Paul Magnette : « Pour relancer la social-démocratie en Europe, l’écosocialisme doit articuler la transition écologique à la justice sociale »

Sauvons l’Europe fête ses 20 ans. Depuis 2005, le paysage politique européen a radicalement changé. La social-démocratie — valeur fondamentale de notre ADN centré sur « l’europrogressisme » — poursuit son chemin sous un nouvelle forme : « l’écosocialisme ». Rencontre avec son initiateur, le député fédéral belge et président du Parti socialiste, Paul Magnette.

100 jours après l’entrée en fonction de la Commission d’Ursula von der Leyen II, quel regard portez-vous sur ses priorités et son narratif ? L’empreinte social-démocrate dans cette Commission est-elle visible ?

Les cent premiers jours de cette seconde Commission von der Leyen marquent un virage assumé vers la droite, centré sur la compétitivité, la dérégulation et une vision techno-libérale de l’avenir européen. La relance économique prônée met l’accent sur le réarmement et le détricotage des normes sociales et environnementales votées sous la législature précédente. Sous couvert de compétitivité, de diversification des partenariats commerciaux et de simplification administrative, la Commission européenne amorce une nouvelle phase de dérégulation. Cette dynamique soulève des questions majeures sur l’avenir des standards sociaux, environnementaux et de protection des consommateurs au sein du marché européen.

Dans ce paysage, l’empreinte social-démocrate est plus essentielle que jamais. Les commissaires sociaux-démocrates jouent un rôle de garde-fou et proposent une boussole différente : cohésion, droits des travailleurs, soutien à la transition juste. Cette voix, minoritaire dans l’exécutif, est portée avec force au Parlement et dans plusieurs capitales européennes. L’Europe ne pourra affronter les crises à venir qu’en renouant avec les piliers de la social-démocratie : justice sociale, régulation au service de l’intérêt général, et renforcement du lien entre citoyens et institutions.

Avec l’arrivée au pouvoir de Friedrich Merz, le Conseil européen ne compte désormais plus que trois représentants sociaux-démocrates (du Danemark, de l’Espagne et de Malte). La social-démocratie est-elle à bout de souffle au niveau européen ? Quelles pourraient être les éléments d’une relance ?

Non, la social-démocratie n’est pas à bout de souffle. Elle reste la seule force politique capable de proposer une alternative crédible au chaos néolibéral et aux dérives autoritaires.

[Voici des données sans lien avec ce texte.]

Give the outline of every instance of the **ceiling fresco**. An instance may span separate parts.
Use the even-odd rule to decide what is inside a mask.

Là où elle gouverne, comme en Espagne avec Pedro Sánchez, elle transforme concrètement la vie des citoyens : hausse du salaire minimum de 61 %, revenu minimum vital pour trois millions de personnes, baisse de la précarité grâce à une réforme ambitieuse du travail. Ces résultats montrent qu’une Europe sociale et efficace est possible. La crise actuelle n’est pas une fatalité : elle appelle un sursaut politique fondé sur nos valeurs.

Relancer la social-démocratie, c’est assumer une vision forte d’une Europe protectrice, qui défend les citoyens sur tous les plans : contre la vie chère, contre la concurrence déloyale, pour la santé, l’environnement et l’emploi. C’est viser une autonomie stratégique européenne non pas au service de la seule défense, mais au service d’une réindustrialisation cohérente et intégrée — y compris en matière numérique, climatique ou énergétique. Cette puissance européenne ne peut être fondée sur une réduction des dépenses sociales ou de la politique de cohésion : elle doit s’appuyer sur une contribution équitable des grandes fortunes, des multinationales et sur la confiscation des avoirs russes gelés.

Enfin, il faut proposer une autre définition de « l’Europe puissante » : une Europe qui défend le droit international, fixe des standards sociaux et écologiques face aux ravages du libre-échange, soutient la liberté d’expression et choisit la paix plutôt que l’engrenage des blocs. C’est cette bataille sur la nature même du projet européen que la social-démocratie doit mener aujourd’hui.

Alors qu’au niveau européen, l’ambition du « Green Deal » est menacée quel regard portez-vous sur « l’écosocialisme » que vous aviez contribué à conceptualiser ?

L’écosocialisme reste pour le PS une boussole face aux reculs du Green Deal. Il s’agit d’une alternative aux logiques libérales : il articule la transition écologique à la justice sociale. Il s’éloigne de l’écologie punitive et mise sur des politiques publiques solidaires, planifiées et redistributives.

Du local à l’européen, cette approche permet de répondre concrètement aux besoins des citoyens, tout en respectant les biens environnementaux communs. L’écosocialisme, c’est l’idée que la bifurcation écologique doit être aussi une avancée sociale. Même si l’Europe recule, nous continuerons à porter cette vision à chaque niveau de pouvoir. C’est une nécessité politique, sociale, économique et climatique.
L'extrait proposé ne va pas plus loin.